Fator que ajudou a aumentar o preço dos imóveis usados foi a baixa oferta de imóveis novos com a crise mundial.
Nós preparamos uma reportagem com dicas pra você fugir do mau negócio, especialmente na hora de financiar o imóvel. O segredo é pesquisar.
Os bancos admitem que uma boa negociação com os gerentes pode resultar em taxas de juros menores. E é fundamental pesquisar, exigir e bater o pé, porque, com a crise financeira, o número de lançamentos diminuiu. E o preço dos imóveis usados subiu bastante. O repórter Wallace Lara fez as contas e encontrou diferenças enormes nos financiamentos oferecidos pelos bancos.
O redator Rafael Carrieri sonha com o apartamento próprio. Desde julho, ele acompanha o movimento do mercado. Nos últimos meses, ficou assustado com os preços. “O apartamento que eu via de R$ 240 a R$ 250 mil, agora, nesse final de mês, a gente está achando por R$ 300 mil, R$ 280 mil. Subiu bastante o valor, depois do meio do ano”, conta.
Em São Paulo, na maioria das regiões, os imóveis usados estão mais caros. De acordo com uma pesquisa do Conselho Regional de Corretores de Imóveis (Creci), a alta acontece em áreas centrais e distantes.
Em Itaquera, na Zona Leste, casas simples tiveram os preços reajustados em 121%. Já entre os apartamentos, os que ficaram mais caros estão em bairros próximos do Centro. Um deles, perto do Aeroporto de Congonhas, valorizou 50%.
Um fator que ajudou a aumentar o preço dos imóveis usados foi a baixa oferta de imóveis novos por causa da crise mundial. No primeiro semestre, foram lançadas na cidade de São Paulo oito mil unidades residenciais. Em 2008, no mesmo período, foram 16,8 mil o que representa uma redução de 51%.

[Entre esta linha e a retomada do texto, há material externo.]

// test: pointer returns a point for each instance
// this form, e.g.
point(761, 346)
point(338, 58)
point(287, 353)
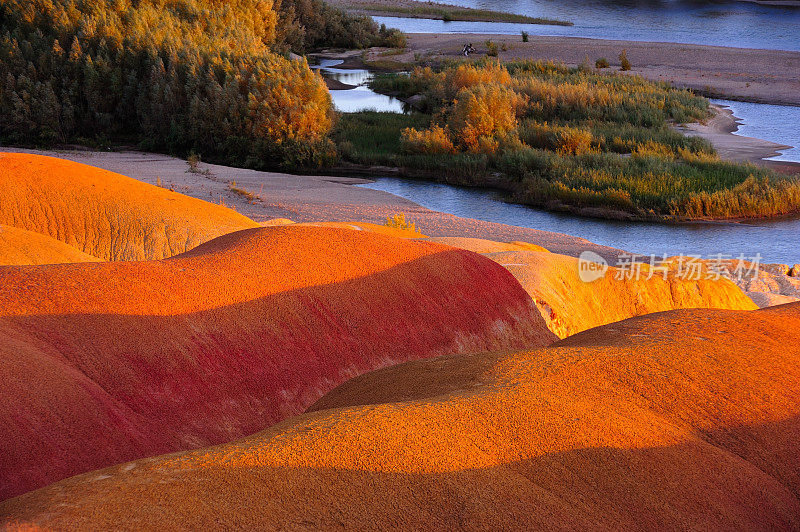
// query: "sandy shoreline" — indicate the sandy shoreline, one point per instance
point(719, 130)
point(762, 76)
point(311, 198)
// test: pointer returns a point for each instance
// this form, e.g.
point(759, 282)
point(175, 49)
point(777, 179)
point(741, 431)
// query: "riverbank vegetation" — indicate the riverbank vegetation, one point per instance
point(565, 139)
point(439, 11)
point(186, 75)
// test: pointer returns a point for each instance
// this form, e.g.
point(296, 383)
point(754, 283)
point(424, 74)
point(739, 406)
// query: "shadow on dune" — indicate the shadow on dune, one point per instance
point(691, 485)
point(86, 390)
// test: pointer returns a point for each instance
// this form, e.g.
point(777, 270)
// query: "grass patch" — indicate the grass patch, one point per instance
point(566, 139)
point(452, 13)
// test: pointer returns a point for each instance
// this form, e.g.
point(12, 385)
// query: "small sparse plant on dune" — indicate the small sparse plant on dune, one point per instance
point(194, 163)
point(193, 160)
point(242, 192)
point(398, 221)
point(624, 63)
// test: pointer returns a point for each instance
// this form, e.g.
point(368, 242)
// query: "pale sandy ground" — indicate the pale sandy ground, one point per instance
point(719, 131)
point(766, 76)
point(312, 199)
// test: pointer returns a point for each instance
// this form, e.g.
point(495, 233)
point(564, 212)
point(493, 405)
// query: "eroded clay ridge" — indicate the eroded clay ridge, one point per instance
point(682, 419)
point(107, 362)
point(104, 214)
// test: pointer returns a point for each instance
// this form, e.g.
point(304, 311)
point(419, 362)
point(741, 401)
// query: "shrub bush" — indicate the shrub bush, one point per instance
point(159, 73)
point(482, 115)
point(433, 141)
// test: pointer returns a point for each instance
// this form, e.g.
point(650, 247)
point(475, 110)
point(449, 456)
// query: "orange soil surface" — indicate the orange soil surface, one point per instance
point(107, 362)
point(569, 305)
point(686, 419)
point(104, 214)
point(19, 247)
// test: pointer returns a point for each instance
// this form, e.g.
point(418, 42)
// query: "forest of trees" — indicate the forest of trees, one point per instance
point(173, 75)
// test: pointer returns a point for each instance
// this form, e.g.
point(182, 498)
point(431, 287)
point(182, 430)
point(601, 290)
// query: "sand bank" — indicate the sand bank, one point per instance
point(763, 76)
point(311, 198)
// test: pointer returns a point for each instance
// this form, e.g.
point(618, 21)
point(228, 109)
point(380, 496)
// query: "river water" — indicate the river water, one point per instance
point(776, 241)
point(360, 97)
point(721, 23)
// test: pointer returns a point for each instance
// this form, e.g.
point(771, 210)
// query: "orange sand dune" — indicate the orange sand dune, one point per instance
point(103, 363)
point(570, 305)
point(104, 214)
point(687, 419)
point(19, 247)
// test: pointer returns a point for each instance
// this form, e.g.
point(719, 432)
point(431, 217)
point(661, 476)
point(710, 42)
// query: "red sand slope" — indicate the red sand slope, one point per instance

“Se antes, há um ou dois anos e meio, se levava nove meses para se vender um usado, hoje se vende em até quatro meses. A média hoje é de quatro meses para o imóvel que tem o preço de mercado sendo requerido pelo proprietário”, afirma o presidente do Creci-SP, José Augusto Viana Neto.
Quem pensa em comprar um imóvel usado e precisa de um financiamento deve tomar cuidado com as oportunidades oferecidas pelos bancos. As taxas de juros variam muito e, dependendo do prazo do empréstimo, a prestação pode se tornar um peso no orçamento da família.
Na internet, o Bom Dia usou os simuladores dos bancos que permitem a pesquisa por um não correntista. Colocamos como valor do financiamento R$ 100 mil e como o período de pagamento, 20 anos.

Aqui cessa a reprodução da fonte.